Stem Splitter

project-photo
  • Overview :

    Stem Splitter is a web application that allows users to upload .mp3 or .wav files and automatically split them into two or four separate audio stems using the Demucs AI model. Once processed, the application delivers downloadable links to the separated stems, hosted securely on AWS S3.

  • My Role :

    Software Engineer

  • Tools Used :

    Python, Flask, Demucs, Next.js, TypeScript, WaveSurfer.js, AWS (S3), Google Cloud Platform (GCP), Vercel Blob Storage

Overview

System Architecture:

  1. 1.) Audio files are first uploaded to Vercel Blob Storage, then downloaded to a local VM for processing.

  2. 2.) Using Python and CLI-based commands, the Demucs model is triggered with either a 2-stem or 4-stem configuration.

  3. 3.) Once the stems are generated, they're uploaded to AWS S3, and the resulting links are sent back to the frontend.

  4. 4.) Users upload audio files via a clean UI. Files are temporarily stored on Vercel Blob Storage with auto-deletion set for 24 hours.

  5. 5.) The frontend then sends the file URL and selected stem mode to the backend via a POST request.

  6. 6.) Within 2 to 3 minutes, users receive links to the processed stems.

  7. 7.) Playback is enabled with interactive waveforms powered by WaveSurfer.js.

auth-diagram

Key Challenges

  • 1. Running ML Models on a Budget:

    One of the biggest hurdles in this project was finding an affordable and scalable way to run machine learning models. The Demucs model requires a minimum of 8GB of RAM to operate effectively, which immediately ruled out many common serverless solutions like AWS Lambda, which caps memory at 6GB. To overcome this, I turned to Google Cloud Functions, which not only supports higher memory allocations but also allows you to run serverless tasks without maintaining an always-on virtual machine—keeping costs low while meeting the technical requirements.

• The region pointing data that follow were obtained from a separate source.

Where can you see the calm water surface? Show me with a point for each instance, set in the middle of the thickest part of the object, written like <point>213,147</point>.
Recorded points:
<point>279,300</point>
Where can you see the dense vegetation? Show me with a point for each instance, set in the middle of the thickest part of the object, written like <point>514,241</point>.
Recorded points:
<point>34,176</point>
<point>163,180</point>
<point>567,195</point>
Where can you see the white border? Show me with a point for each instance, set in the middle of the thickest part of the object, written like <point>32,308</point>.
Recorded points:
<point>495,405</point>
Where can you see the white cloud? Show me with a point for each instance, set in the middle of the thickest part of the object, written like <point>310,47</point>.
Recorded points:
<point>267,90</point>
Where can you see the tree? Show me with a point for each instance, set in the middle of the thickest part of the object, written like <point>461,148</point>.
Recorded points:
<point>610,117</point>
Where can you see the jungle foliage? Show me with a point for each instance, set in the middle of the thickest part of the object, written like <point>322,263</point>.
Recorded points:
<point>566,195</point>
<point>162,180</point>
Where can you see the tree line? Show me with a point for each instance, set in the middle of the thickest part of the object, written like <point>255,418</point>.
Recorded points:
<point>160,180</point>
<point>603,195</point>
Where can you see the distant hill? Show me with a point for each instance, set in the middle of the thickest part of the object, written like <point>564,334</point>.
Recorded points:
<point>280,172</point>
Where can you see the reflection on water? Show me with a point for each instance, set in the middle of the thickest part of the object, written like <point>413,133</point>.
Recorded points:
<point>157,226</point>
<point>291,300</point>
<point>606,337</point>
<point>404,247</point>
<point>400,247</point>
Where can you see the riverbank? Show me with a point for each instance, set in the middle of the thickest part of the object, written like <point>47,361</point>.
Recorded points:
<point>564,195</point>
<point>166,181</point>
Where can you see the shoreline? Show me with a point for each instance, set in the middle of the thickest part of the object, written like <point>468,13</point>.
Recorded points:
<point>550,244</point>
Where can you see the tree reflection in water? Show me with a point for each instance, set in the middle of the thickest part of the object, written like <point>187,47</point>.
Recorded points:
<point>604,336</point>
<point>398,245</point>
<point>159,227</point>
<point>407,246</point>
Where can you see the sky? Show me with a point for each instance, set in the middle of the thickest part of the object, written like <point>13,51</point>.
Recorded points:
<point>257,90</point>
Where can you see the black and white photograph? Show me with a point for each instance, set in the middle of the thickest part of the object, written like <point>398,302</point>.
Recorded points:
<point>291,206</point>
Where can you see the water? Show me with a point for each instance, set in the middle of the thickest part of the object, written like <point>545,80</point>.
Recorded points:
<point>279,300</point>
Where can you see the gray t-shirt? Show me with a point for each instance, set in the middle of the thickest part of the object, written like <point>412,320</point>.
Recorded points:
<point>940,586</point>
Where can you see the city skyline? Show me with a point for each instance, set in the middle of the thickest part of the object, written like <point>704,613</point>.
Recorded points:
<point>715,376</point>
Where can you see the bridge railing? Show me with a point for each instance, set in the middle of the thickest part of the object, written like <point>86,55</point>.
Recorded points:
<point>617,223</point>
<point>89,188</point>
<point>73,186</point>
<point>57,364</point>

  • 2. Handling Large File Uploads and Long Processing Times:

    Another significant challenge involved file handling and processing time limitations on the frontend. Vercel’s default file upload limit is just 4MB, which isn’t suitable for audio files. To address this, I integrated Vercel Blob Storage, which allows for larger file uploads and temporary storage. However, once the file was uploaded, I ran into another issue: Vercel’s request timeouts. Since splitting audio with Demucs can take up to 3 minutes, the requests were failing before the backend could complete its work. The solution was to deploy the frontend on Google Cloud, which supports longer request durations and offers a smoother integration with the backend, all while maintaining low operational costs.